With its number of uses growing, the Snappy Ubuntu Core Linux operating system is now coming to network switches and refrigerators.
Canonical, the lead commercial sponsor behind the open-source Ubuntu Linux operating system, today announced an expansion of its push to embed Linux in everything from phones to refrigerators—and now network switches. The Snappy Ubuntu Core Linux operating system, a minimal version of Ubuntu Linux that provides an improved updating and security model, is designed for embedded devices and the Internet of things (IoT).
Snappy was first announced
in December 2014 and became generally available with the Ubuntu 15.04 Vivid Vervet release
on April 23. To date, Canonical has positioned Snappy as a platform for the cloud and mobile devices and is now bringing it to Open Compute Platform (OCP) network switches. The OCP networking effort kicked off
in 2013 as a way to enable an organization to choose the operating system they want to run on an open networking switch.
"Switches to us are important and very strategic," Dustin Kirkland, product manager at Canonical, told eWEEK
. "There is switch at the top of every rack in every data center."
With OCP, switching is now happening on commodity hardware, typically with some form of Linux as a base operating system, Kirkland said. There are multiple vendors in the Linux for networking space today, including Cumulus Networks and Big Switch Networks, that Ubuntu Linux will now compete against.
"We are positioning Snappy for switches, bringing the Ubuntu Linux experience that many developers are already familiar with," Kirkland said. "The same Ubuntu Linux skills from the server world apply in the Ubuntu-on-a-switch role."
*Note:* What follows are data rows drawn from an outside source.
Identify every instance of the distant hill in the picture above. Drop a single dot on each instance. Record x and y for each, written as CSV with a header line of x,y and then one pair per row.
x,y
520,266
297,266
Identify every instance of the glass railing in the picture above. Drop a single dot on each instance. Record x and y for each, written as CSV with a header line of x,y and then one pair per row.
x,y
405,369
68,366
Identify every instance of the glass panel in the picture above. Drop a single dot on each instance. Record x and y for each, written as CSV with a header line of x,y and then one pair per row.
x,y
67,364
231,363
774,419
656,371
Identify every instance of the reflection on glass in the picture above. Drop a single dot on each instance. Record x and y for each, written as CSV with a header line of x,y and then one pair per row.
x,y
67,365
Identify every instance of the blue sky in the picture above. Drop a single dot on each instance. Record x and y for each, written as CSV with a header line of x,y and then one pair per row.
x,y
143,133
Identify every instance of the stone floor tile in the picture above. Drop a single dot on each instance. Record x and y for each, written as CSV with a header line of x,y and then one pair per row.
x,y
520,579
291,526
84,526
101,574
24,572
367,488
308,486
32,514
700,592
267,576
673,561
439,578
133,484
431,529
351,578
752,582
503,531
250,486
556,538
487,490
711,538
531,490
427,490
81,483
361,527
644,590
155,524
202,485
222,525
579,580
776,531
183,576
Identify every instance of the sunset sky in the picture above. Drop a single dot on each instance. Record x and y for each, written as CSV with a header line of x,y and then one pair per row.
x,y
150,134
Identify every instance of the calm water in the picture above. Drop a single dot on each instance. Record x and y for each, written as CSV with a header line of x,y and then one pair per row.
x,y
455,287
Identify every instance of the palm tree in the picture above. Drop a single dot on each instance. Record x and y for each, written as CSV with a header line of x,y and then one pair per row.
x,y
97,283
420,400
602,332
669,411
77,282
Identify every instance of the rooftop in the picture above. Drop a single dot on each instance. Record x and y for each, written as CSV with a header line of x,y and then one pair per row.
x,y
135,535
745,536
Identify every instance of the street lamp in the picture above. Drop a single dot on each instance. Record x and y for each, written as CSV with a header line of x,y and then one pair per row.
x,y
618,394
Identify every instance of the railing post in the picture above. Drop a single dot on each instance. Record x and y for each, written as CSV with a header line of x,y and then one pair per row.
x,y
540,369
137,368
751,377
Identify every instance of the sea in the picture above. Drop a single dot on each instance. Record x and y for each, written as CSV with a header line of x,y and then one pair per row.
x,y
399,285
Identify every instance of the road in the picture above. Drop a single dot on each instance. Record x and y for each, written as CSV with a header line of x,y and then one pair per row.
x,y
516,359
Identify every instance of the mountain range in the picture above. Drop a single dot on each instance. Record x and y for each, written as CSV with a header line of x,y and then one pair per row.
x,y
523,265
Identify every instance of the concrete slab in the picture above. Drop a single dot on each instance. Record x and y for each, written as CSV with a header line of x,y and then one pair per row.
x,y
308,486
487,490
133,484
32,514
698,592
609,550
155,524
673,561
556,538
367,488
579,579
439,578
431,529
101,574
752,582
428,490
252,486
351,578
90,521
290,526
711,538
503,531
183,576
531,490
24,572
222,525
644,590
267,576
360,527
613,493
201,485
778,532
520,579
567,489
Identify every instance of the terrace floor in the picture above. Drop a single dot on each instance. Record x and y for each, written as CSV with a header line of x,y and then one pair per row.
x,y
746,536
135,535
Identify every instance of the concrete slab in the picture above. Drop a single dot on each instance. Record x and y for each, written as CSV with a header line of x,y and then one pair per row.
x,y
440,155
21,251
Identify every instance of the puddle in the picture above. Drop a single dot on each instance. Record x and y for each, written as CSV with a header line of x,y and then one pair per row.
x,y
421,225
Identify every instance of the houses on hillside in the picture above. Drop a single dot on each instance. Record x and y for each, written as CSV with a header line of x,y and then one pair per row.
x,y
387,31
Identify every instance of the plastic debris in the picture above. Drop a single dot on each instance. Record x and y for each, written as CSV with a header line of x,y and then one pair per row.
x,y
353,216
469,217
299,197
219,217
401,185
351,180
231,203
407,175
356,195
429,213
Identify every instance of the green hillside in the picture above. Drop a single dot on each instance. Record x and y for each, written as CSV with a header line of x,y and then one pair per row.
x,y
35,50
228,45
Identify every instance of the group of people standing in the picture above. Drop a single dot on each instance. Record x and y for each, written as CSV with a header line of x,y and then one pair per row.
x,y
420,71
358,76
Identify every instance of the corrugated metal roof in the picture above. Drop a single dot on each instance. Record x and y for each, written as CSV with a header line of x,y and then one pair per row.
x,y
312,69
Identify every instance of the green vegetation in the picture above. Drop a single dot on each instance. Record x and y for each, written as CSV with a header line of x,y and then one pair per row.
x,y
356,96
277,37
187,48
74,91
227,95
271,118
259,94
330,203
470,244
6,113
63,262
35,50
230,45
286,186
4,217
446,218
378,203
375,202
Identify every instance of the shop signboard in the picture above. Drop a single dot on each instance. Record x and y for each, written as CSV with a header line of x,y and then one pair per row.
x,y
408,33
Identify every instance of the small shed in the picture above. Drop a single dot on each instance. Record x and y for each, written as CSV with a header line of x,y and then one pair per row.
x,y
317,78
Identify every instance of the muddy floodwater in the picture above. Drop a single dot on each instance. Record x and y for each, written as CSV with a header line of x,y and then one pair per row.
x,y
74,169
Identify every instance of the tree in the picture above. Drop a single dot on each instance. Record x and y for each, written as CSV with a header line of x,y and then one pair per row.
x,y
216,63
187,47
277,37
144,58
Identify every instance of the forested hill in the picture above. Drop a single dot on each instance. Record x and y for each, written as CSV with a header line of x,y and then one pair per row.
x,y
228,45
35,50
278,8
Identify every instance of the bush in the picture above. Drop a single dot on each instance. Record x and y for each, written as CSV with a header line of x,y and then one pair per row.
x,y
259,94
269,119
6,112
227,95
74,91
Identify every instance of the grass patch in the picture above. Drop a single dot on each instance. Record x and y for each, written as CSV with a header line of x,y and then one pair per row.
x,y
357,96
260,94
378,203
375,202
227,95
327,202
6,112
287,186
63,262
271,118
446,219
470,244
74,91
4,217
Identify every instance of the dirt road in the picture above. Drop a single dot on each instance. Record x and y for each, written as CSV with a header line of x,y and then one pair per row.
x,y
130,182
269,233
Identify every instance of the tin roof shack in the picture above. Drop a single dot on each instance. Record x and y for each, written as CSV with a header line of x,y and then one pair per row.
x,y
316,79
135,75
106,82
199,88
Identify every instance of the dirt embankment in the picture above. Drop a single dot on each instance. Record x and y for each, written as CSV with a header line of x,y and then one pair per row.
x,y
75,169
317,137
Switching also plays well into what Canonical is doing with the open-source OpenStack cloud platform. Having control of the network at the switch level, for security or access, can all be driven from an integrated Ubuntu platform.
While Ubuntu is now coming to switches, Canonical is not going to become a switching vendor. Rather, Canonical will take care of the kernel and operating system layer with Snappy, and the network functions virtualization (NFV) feature can sit on top, Kirkland said.
"Virtual switching software vendors can concentrate on their expertise, be it hardware or the network application, and we at Canonical will take care of the operating system layer," Kirkland said.
A key part of the OCP networking effort is the ONIE (Open Network Install Environment) technology that enables an organization to deploy whatever networking operating system they choose. With Snappy, Canonical wants to further enable ONIE to be easier to use and deploy.
"We have taken ONIE and enabled it so it can run inside of Snappy as an application," Kirkland said. "So a switch vendor can ship a switch that has a super-small Snappy environment running ONIE, and then, from that, the user could download and install whatever network environment they want."
The operating system that ultimate runs on an open switch could be Snappy Ubuntu, or it could be a different operating system, Kirkland said.
Switches aren't the only place where Canonical has made news this week with Snappy. The technology is also powering a new generation of Internet-connected Chillhub refrigerators from General Electric's (GE) Firstbuild effort.
"It's exciting, and we love to see Ubuntu everywhere we can see it," Kirkland said. "The beauty of GE for us is that GE's business spans from toasters and microwaves to medical devices and jet engines and everything in between—the opportunity at GE is tremendous."